Why is there water in stoups by the door and in a bowl in the back of the church?
Water is a central sign for Christians. The waters of baptism mark the death to self and the rising to new life in Christ Jesus.
In addition to this most central role of water in the life of the Church, it is also used in blessings, exorcisms, burials and other rites (or services).
Many churches place this blessed water which has been blessed by the priest into 'stoups' or small vessels attached to the wall and a font or bowl. The stoups are located at each entrance, whereas the font is in the back of the church.
In his book, The Liturgy Explained, Thomas Howard makes an important point, " As with all sacraments and sacramentals, there is no question of magic here: rather, this humble, physical element is seen as a sign and bearer to us of that grace which came to us so modestly, and so very physically, in all the events of the Gospel."

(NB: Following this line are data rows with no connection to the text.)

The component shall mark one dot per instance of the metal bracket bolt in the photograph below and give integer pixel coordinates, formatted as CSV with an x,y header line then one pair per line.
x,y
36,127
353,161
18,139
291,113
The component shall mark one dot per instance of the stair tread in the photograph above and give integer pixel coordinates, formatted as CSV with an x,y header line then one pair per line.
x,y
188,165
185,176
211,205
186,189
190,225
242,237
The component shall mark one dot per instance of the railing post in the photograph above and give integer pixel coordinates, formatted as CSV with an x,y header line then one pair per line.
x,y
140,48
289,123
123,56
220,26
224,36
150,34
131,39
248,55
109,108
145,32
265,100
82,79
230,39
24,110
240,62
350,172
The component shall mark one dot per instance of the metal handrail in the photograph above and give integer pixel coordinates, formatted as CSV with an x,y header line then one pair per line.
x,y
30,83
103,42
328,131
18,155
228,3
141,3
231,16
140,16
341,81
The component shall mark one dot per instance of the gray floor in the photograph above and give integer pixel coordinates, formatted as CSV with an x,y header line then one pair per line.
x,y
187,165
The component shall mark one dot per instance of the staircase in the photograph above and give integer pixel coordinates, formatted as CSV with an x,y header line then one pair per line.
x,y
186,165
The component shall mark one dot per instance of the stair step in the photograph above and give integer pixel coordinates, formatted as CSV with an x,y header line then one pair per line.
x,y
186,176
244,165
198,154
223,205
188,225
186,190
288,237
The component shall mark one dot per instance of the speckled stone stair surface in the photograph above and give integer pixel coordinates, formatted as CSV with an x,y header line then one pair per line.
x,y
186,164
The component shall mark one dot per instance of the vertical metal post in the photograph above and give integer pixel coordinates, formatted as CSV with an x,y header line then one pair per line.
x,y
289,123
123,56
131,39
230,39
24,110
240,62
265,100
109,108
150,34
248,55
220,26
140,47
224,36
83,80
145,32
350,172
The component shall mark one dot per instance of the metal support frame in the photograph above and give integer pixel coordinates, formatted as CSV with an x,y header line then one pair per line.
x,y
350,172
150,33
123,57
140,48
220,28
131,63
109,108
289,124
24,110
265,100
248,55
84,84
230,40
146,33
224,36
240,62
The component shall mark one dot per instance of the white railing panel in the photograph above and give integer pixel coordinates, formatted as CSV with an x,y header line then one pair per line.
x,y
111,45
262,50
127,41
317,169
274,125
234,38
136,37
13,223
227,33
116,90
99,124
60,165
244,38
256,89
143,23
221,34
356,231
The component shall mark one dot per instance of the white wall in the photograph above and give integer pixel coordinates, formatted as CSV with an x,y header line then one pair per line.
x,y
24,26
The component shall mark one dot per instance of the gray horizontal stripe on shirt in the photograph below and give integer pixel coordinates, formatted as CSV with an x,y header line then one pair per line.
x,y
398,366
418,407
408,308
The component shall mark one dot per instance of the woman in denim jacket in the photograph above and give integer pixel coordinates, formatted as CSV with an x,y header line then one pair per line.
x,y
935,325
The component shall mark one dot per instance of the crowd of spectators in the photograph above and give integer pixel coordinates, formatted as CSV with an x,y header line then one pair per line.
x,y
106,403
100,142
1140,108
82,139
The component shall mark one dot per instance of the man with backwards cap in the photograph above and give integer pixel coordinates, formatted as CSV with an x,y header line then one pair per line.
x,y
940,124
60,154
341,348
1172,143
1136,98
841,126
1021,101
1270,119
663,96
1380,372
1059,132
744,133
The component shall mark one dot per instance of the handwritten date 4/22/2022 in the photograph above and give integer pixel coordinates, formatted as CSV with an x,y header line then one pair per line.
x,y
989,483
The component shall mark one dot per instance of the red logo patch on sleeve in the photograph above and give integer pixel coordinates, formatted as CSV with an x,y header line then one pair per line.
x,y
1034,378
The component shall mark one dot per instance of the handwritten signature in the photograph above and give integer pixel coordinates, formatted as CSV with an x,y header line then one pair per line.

The blessed water at these locations serves to remind all believers of their own baptism as they enter. Not only does it call to mind the moment they went from life before Christ (B.C) to life in Christ (A.D.) in their own lives, but also that life in Christ is a journey.
Growth in the likeness of our Lord is made through each decision, use of time, and willful acts to know and follow Him more intentionally. The blessed water that greets them as they enter the church reminds them of this fact.
Many choose to recall the moment new life began, and their call to holiness of life by dipping their hand into the water and making the sign of the cross over themselves. The outward sign calls to mind the inward grace received at baptism, which is at work in us daily as we surrender and draw near to our Lord Jesus Christ.